Delays in the dispute process can start on day one. As part of the reasonable investigation, servicers typically have to collect massive amounts of information. Servicers with overly manual processes have to gather that information from scattered, piecemeal sources. Without an automated, centralized platform, back-office employees at the beginning stages of a dispute will likely have to comb through multiple systems to compile information for their report.

Navigating different websites and pulling loan history (sometimes even off disk drives) is cumbersome enough, but at this point, there’s still more work to be done before the investigation can begin in earnest. Teams then need to compile that information manually which often involves tedious “stare and compare” data entry, costing servicing teams time and increasing the potential for human error which could delay the process even more.

Preserving the audit trail

Each step of the information-gathering process must be captured and preserved to show compliance in case of an audit. For servicing teams with manual-intensive processes, this could mean obtaining screen grabs of each piece of information, which then must be aggregated and stored in an accessible location.

If audits revisit a dispute years after it has been resolved, teams will need clear documentation. For teams that do not adequately preserve and document each step of the audit trail, compliance requirements can result in them having to essentially repeat entire past investigations — all while managing ongoing disputes.

Managing your back-office pipeline

When a servicing team is investigating multiple disputes simultaneously, it can become difficult to keep track of which team member is working on which loan.

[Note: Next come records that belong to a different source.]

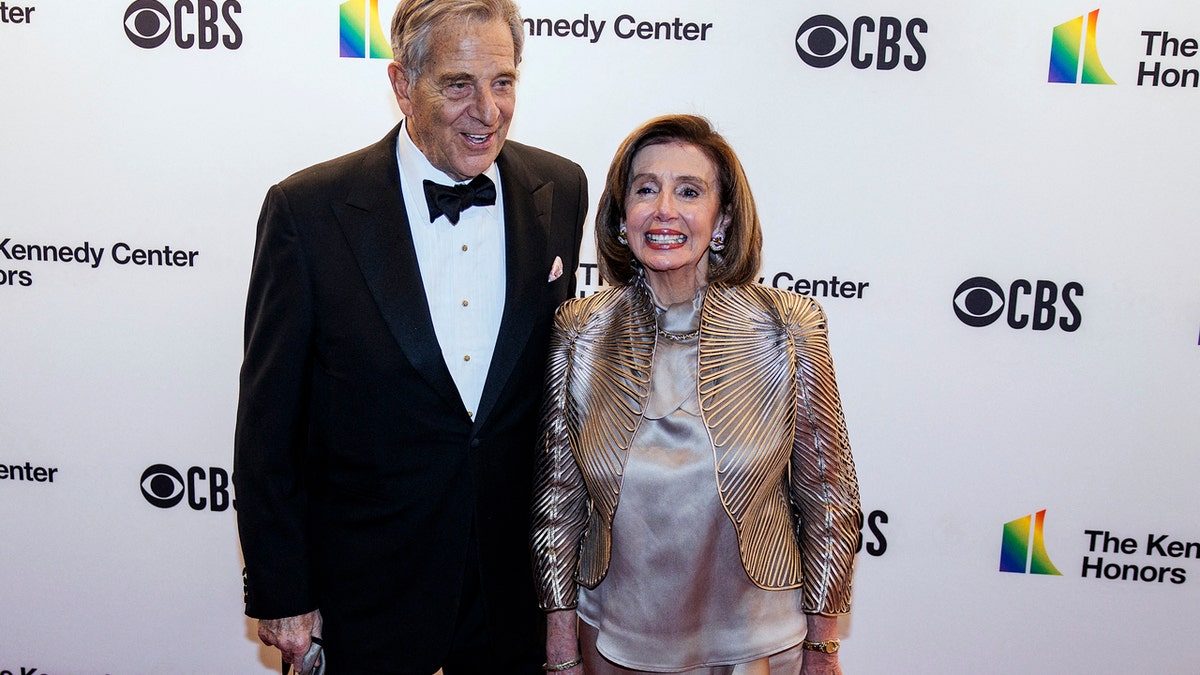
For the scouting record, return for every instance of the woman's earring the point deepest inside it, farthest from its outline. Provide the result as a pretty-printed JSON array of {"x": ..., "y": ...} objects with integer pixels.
[{"x": 718, "y": 244}]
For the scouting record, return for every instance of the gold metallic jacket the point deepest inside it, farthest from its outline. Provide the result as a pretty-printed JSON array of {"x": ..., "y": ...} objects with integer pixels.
[{"x": 769, "y": 400}]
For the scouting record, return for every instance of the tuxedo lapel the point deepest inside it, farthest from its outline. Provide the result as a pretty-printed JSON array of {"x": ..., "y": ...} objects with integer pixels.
[
  {"x": 527, "y": 208},
  {"x": 376, "y": 225}
]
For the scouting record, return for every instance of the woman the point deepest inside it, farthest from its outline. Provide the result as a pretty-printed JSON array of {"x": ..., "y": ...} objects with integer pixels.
[{"x": 705, "y": 405}]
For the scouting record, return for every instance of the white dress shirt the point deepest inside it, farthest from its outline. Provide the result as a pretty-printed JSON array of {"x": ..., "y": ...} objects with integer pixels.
[{"x": 462, "y": 269}]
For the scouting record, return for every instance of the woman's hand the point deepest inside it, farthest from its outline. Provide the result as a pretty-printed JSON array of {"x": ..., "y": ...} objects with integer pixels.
[
  {"x": 563, "y": 640},
  {"x": 821, "y": 628}
]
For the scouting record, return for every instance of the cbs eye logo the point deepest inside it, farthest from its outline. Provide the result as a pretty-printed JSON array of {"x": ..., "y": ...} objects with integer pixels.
[
  {"x": 149, "y": 24},
  {"x": 981, "y": 302},
  {"x": 165, "y": 487},
  {"x": 822, "y": 41}
]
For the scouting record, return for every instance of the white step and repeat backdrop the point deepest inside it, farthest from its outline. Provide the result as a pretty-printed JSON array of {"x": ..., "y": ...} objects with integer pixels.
[{"x": 995, "y": 202}]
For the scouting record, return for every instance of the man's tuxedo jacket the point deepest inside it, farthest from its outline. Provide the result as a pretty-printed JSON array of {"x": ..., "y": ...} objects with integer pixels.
[{"x": 360, "y": 477}]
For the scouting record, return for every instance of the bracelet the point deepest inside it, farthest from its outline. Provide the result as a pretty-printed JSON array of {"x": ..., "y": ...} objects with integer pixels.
[{"x": 564, "y": 665}]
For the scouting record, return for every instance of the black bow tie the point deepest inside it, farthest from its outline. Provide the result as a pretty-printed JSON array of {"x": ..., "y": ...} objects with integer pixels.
[{"x": 453, "y": 199}]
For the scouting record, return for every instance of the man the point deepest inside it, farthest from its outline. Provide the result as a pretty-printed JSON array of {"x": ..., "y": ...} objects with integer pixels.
[{"x": 396, "y": 335}]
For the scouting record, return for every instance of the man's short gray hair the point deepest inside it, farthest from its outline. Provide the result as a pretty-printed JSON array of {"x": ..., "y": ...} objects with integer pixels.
[{"x": 415, "y": 21}]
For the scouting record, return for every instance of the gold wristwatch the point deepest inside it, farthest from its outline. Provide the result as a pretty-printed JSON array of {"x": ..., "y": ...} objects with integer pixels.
[{"x": 825, "y": 646}]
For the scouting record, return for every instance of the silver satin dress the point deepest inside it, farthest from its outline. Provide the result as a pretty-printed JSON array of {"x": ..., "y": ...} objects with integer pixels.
[{"x": 677, "y": 597}]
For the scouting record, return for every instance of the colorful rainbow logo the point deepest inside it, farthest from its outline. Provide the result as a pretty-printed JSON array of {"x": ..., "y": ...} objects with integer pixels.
[
  {"x": 1018, "y": 554},
  {"x": 1068, "y": 41},
  {"x": 361, "y": 35}
]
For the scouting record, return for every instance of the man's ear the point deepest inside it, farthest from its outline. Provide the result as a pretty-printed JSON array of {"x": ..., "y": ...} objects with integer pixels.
[{"x": 401, "y": 87}]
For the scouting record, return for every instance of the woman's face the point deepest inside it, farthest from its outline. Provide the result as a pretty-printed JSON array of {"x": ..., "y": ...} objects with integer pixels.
[{"x": 672, "y": 210}]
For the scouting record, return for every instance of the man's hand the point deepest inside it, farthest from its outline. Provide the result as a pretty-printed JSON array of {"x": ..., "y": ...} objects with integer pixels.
[{"x": 291, "y": 634}]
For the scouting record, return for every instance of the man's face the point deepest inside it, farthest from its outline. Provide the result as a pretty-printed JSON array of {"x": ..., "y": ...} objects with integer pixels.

This can lead to employees doubling up on work they thought no one else was handling, or a dispute sitting unattended as employees’ schedules change.

When servicers use overly manual processes to manage their credit dispute pipeline, they run the risk of wasting resources and ultimately losing critical time to complete their reasonable investigation.

Automating the reasonable investigation

Thankfully, an automated solution now exists that streamlines the reasonable investigation process and helps servicing teams work more efficiently at a time when there is little room for error. ICE’s Credit Bureau Management solution can help servicers automate the time-sensitive processes that comprise a reasonable investigation.

During the information collection process, Credit Bureau Management can pull a customer’s loan information directly from the MSP® loan servicing system to compile a report to four major credit bureaus, helping expedite the reporting process by prefilling the many forms with either:

  • The last-reported information on a customer’s file
  • The current information on a customer's file, from the last time the servicing system batched

Credit Bureau Management also integrates with third party credit dispute history providers to seamlessly move information back and forth with no need to manually enter that same data again. The technology also helps servicers index their disputes, manage pipeline workflows, preserve a “one-click” audit trail to support compliance and avoid the need to “re-investigate” past disputes, and see at the loan level which back-office employee is working on which dispute.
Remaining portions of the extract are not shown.